Secondo la tradizione leggendaria la città di Tarquinia fu fondata
da Tarconte un trasfuga proveniente dalla Lidia che si era alleato con
Enea nella guerra contro Latino e Turno. Dedicandosi al commercio utilizzando
il porto di Gravisca la città divenne rapidamente potente e fece
sentire il suo peso anche su Roma con la dinastia dei Tarquini. I rapporti
con Roma presero una brutta piega: i Tarquini furono cacciati e la città
tentò di ostacolare l'ascesa dell' Urbe promuovendo una coalizione
anti-romana che coinvolse anche Cere e Faleri. La guerra scoppiò,
come abbiamo già accennato parlando della storia di [Cerveteri
link], nel 358 a.C. I tarquinesi riescono a sconfiggere i Romani guidati
da uno dei componenti della gens Fabia e uccidono 307 prigionieri romani
nei pressi del foro di Tarquinia. Il conflitto si conclude nel 351 e
si stipula una tregua quarantennale. Allo scadere del trattato (311.
a.C) una nuova lega anti-romana fu promossa dagli etruschi. Tra le città
vi era anche Tarquinia, ma poi si svincolò dalla lotta stipulando
una tregua con Roma (308 a.C.). Sconfitti dal console Tiberio Corunciano
(280 a.C.) divenne municipio romano e si mantenne fedele a Roma ed ottenne
la cittadinanza romana nel 90 a.C. Divenuta fiorente città, nel
periodo da Augusto agli Antonini, cominciò la sua decadenza in
coincidenza delle invasioni barbariche e fu distrutta dai Saraceni Con
la decadenza dell'antica Tarquinia etrusca e romana posta sul colle
della "Civita" si formò il primo nucleo della Tarquinia
moderna con la città di Corneto (1). La nuova città fondò
la sua economia nel commercio marittimo, si cinse di mura nel IX-X sec.
e si alleò con Pisa nel 1174 e mantenne buoni rapporti con Firenze,
Genova e Venezia. Nel 1245 fu assediata da Federico II, poi passò
sotto la dominazione di Giovanni di Vico e successivamente fu occupata
dalla Chiesa per opera del cardinale Albornoz (1355). Occupata da Francesco
Sforza (1435) ritornò sotto il dominio della Chiesa. Nel XVIII
sec. fu occupata dai Francesi ma questo dominio fu prima perso, perché
la città passo sotto gli Inglesi e di nuovo sotto la Chiesa,
ma poi fu riconquistata con l'occupazione napoleonica. L'altalenante
dominazione non finì perché dal 1815 al 1870 la città
tornò sotto il dominio della Chiesa. Fino al 1872 Corneto mantenne
questa denominazione, ma successivamente assunse quello di Corneto Tarquinia.
(1) M. PALLOTTINO, Etruscologia, Milano, Hoepli, 1982, p. 181
La
necropoli di Tarquinia
Le fasi protostoriche , villanoviane e orientalizzanti sono felicemente
testimoniate a Tarquinia dalle numerose tombe, realizzate con tecniche
diverse, che si espandono sopra le alture che si irradiano intorno alla
città.
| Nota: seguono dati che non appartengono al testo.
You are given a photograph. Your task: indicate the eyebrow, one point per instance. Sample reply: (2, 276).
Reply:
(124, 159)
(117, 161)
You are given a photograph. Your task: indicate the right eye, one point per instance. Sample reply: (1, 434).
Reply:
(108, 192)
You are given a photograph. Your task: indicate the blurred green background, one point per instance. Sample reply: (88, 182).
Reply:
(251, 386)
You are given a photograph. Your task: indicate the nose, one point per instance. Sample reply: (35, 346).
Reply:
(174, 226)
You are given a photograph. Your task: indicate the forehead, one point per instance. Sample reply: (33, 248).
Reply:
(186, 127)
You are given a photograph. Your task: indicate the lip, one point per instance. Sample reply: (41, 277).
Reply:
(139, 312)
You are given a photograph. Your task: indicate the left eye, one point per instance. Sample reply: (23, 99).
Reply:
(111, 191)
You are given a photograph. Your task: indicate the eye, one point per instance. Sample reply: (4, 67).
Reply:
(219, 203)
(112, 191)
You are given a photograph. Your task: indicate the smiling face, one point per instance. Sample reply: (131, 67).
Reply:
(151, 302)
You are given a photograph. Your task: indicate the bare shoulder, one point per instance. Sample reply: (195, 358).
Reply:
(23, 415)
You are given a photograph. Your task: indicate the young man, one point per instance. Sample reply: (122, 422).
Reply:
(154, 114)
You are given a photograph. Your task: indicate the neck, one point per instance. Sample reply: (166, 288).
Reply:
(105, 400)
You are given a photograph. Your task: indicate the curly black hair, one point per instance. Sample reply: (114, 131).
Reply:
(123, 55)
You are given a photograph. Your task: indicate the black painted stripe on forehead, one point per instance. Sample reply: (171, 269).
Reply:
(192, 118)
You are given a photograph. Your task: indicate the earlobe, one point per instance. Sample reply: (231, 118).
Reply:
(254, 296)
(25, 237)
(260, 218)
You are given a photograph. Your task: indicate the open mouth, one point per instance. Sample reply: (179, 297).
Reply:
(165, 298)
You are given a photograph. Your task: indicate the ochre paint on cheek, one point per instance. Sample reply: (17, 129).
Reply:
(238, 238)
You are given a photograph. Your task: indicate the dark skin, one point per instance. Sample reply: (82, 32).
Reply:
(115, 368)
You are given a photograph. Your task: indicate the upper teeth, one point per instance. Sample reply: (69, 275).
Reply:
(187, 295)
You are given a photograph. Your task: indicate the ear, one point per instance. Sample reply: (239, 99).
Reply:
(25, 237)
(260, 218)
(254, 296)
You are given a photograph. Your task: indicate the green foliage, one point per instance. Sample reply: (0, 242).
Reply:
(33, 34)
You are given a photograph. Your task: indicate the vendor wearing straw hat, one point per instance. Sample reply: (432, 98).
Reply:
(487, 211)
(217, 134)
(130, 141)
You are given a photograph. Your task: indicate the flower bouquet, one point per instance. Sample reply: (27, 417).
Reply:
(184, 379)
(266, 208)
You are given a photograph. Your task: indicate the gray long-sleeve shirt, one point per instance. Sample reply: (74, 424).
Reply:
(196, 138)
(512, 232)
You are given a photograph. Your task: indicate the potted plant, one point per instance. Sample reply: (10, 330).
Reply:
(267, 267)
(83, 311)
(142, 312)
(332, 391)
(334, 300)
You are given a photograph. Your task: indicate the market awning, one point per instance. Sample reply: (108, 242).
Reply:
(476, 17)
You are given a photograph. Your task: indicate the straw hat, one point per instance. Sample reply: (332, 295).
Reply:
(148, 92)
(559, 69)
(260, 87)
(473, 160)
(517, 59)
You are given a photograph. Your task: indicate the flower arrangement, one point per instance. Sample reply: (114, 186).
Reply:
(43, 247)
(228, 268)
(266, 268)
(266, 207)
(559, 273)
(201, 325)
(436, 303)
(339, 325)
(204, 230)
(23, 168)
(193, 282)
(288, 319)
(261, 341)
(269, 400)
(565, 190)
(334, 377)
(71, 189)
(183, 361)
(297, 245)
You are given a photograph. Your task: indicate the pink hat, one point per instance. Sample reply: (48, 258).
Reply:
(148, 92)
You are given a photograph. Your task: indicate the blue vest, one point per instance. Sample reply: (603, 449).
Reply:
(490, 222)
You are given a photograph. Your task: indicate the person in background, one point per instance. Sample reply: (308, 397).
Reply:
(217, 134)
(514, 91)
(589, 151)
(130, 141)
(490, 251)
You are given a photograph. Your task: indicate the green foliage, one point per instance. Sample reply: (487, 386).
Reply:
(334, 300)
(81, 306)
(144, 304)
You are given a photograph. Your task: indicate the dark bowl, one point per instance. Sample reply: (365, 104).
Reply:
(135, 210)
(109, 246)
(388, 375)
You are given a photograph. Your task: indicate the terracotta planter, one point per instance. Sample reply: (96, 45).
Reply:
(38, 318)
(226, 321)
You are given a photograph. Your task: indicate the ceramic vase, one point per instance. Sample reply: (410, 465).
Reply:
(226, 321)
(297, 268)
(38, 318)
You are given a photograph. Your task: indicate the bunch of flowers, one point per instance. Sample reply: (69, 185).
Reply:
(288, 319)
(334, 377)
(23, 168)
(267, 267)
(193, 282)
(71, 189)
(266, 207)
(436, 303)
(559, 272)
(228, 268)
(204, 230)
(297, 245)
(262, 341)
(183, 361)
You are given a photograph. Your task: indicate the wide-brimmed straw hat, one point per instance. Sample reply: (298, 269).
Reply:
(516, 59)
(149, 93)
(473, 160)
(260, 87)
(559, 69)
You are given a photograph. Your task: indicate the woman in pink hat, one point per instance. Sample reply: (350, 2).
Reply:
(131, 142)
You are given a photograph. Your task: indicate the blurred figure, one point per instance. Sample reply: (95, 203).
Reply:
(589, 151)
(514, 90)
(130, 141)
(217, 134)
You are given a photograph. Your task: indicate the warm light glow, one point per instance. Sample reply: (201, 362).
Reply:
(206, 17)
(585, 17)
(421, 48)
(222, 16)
Dal VII secolo al periodo romano la necropoli si concentra
soprattutto nella zona di Monterozzi. In queste tombe l'elemento significativo
sono le pitture le quali costituiscono un'importante testimonianza del
mondo greco-italico. Nella sola Tarquinia si sono conservate più
di 60 tombe dove sono conservati dipinti, ma furono rinvenute anche
numerose iscrizioni , lastroni con fregi e sarcofagi dove si rappresenta
la figura del defunto (1). Nelle pitture etrusche visibili nelle tombe
e in particolare in quelle di Tarquinia la rappresentazione della cerimonia
funebre si fonde con l'esigenza di esprimere la propria agiatezza attraverso
la rappresentazione di opulenti banchetti, episodi mitologici, danze
orgiastiche, agoni sportivi, miti, episodi relativi alla caccia e alla
pesca ed altre raffigurazioni. L'affinità di molti di questi
temi con quelli greco-asiatici ci fa supporre l'intervento a Tarquinia
di maestranze straniere (2). A Tarquinia il numero delle tombe è
cospicuo e molte di esse furono saccheggiaste dai Romani e dai Barbari.
Per lungo tempo non si conosceva il luogo preciso dove si collocava
la necropoli, ma nel '700 gli scavi condotti dall'inglese Byres ne hanno
permesso il ritrovamento. (Quest'ultimo, inoltre illustrò in
moltissimi schizzi gli affreschi di Tarquinia (3). Lo stesso Piranesi
aveva copiato i fregi e le decorazioni di alcune tombe di Tarquinia
e Chiusi (4). Nel 1823 mentre si stava costruendo la strada per Vetralla
fu scoperta la tomba di un guerriero. In seguito gli scavi proseguiti
per opera della contessa Giustina Bruschi- Falgari, di Giuseppe Bruschi,
di Federico Bajetti e di altri insigni studiosi.
-
Tomba della Caccia e della Pesca: E' costituita da due vani . Nel primo
ambiente, più ampio, si vedono decorazioni floreali, danzatori,
alberi, due cavalieri che si recano a caccia, una lepre che fugge, cacciatori
a piedi e cani. Nel secondo ambiente sono rappresentate delle barche
con pescatori armati di fionda.
-Tomba del triclinio: Fu scoperta nel 1832 e risale intorno al 470 a.C.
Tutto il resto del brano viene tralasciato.